Tony Sokol of Den of Geek gave the episode a 4 star rating out of 5 and wrote, "The vampires are growing in season 3, and the exercise and location shots work wonders for them. It is interesting to watch them interact with humans they call friends, and even go out of their way to do a good deed. The best thing about that is something we only hear in the fade, as Shaun drops the whole bundle on 12. 'The Casino' is a sure bet for What We Do in the Shadows, and kibitzers on the line." Melody McCune of Telltale TV gave the episode a 4.5 star rating out of 5 and wrote, "'The Casino' is the best episode of Season 3 thus far. What We Do in the Shadows continues to push the comedic envelope with clever writing, intricate mythos, A-plus performances, witty comedy, and plenty of heart."

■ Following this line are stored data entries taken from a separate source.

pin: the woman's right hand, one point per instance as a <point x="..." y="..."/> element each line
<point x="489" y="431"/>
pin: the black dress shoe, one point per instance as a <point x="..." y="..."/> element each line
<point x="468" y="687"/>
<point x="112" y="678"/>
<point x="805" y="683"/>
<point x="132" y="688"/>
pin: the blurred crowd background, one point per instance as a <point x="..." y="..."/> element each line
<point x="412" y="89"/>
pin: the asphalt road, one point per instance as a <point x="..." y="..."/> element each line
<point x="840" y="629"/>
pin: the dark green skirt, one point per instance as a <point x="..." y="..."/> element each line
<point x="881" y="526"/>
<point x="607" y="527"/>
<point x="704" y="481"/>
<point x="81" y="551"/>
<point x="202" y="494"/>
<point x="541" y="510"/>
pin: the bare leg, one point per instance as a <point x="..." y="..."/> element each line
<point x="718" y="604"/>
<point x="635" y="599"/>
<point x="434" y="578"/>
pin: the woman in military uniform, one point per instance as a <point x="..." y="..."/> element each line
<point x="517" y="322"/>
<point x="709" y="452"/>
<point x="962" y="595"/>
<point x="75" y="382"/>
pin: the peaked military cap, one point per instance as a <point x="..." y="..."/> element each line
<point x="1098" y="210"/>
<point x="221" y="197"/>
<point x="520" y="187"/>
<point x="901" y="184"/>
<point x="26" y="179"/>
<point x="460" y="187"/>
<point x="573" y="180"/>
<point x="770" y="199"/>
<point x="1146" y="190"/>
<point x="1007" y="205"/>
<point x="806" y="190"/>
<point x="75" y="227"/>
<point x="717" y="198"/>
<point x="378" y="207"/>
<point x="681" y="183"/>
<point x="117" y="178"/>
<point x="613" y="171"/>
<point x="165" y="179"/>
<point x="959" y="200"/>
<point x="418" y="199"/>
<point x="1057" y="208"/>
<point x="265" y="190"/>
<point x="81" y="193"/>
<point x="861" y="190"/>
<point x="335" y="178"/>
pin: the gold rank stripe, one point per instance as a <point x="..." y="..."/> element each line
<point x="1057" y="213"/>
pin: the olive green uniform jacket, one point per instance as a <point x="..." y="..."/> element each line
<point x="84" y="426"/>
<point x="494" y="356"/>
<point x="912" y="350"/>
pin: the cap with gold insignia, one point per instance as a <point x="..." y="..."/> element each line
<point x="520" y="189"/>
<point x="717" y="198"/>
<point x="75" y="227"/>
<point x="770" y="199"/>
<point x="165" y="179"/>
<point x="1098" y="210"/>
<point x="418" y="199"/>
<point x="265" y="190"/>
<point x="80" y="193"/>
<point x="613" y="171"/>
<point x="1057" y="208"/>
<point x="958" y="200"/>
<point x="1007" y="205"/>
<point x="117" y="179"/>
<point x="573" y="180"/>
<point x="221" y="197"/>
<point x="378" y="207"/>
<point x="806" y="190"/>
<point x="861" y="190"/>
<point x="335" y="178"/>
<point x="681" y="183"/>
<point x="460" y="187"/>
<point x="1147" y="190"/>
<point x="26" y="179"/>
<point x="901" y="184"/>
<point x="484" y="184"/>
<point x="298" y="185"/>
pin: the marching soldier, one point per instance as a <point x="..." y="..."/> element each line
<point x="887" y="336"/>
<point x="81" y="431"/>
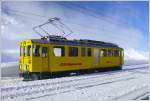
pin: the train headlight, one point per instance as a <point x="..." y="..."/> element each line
<point x="24" y="67"/>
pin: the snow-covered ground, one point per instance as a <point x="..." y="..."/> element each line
<point x="129" y="83"/>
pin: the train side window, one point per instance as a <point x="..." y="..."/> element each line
<point x="36" y="50"/>
<point x="82" y="52"/>
<point x="59" y="51"/>
<point x="116" y="53"/>
<point x="29" y="51"/>
<point x="44" y="52"/>
<point x="103" y="52"/>
<point x="89" y="52"/>
<point x="110" y="52"/>
<point x="73" y="51"/>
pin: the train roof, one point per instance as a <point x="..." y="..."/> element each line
<point x="81" y="42"/>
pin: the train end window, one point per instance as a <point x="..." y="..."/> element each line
<point x="59" y="51"/>
<point x="110" y="53"/>
<point x="103" y="53"/>
<point x="82" y="52"/>
<point x="73" y="51"/>
<point x="36" y="50"/>
<point x="29" y="51"/>
<point x="24" y="51"/>
<point x="89" y="52"/>
<point x="44" y="52"/>
<point x="116" y="53"/>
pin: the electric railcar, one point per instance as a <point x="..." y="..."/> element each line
<point x="40" y="58"/>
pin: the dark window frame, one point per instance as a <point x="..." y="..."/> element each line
<point x="36" y="50"/>
<point x="44" y="51"/>
<point x="62" y="51"/>
<point x="104" y="54"/>
<point x="83" y="51"/>
<point x="29" y="50"/>
<point x="110" y="52"/>
<point x="73" y="51"/>
<point x="89" y="52"/>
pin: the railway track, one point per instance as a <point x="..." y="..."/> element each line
<point x="15" y="80"/>
<point x="51" y="87"/>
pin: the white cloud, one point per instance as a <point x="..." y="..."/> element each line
<point x="132" y="54"/>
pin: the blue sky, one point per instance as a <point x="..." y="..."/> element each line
<point x="124" y="23"/>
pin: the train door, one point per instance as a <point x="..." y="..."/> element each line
<point x="96" y="56"/>
<point x="45" y="58"/>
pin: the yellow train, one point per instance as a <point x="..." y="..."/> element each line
<point x="40" y="58"/>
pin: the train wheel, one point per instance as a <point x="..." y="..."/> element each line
<point x="34" y="77"/>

Alejandra Bodden of Bleeding Cool gave the episode an 8.5 out of 10 rating and wrote, "With the twists and turns, it seems it might be harder to make it back than imagined. It was another great episode to add to the season's quality run supported by excellent performances and some truly great writing." Greg Wheeler of Review Geek gave the episode a 4 star out of 5 rating and wrote, "What We Do In The Shadows continues to deliver hearty laughs in this episode, changing the focus to Vegas for a funny chapter that sees all of our vamps out of their comfort zone."

===Accolades===
For the episode, Sarah Naftalis was nominated for Outstanding Writing for a Comedy Series at the 74th Primetime Emmy Awards. She lost the award to Abbott Elementary for the episode "Pilot".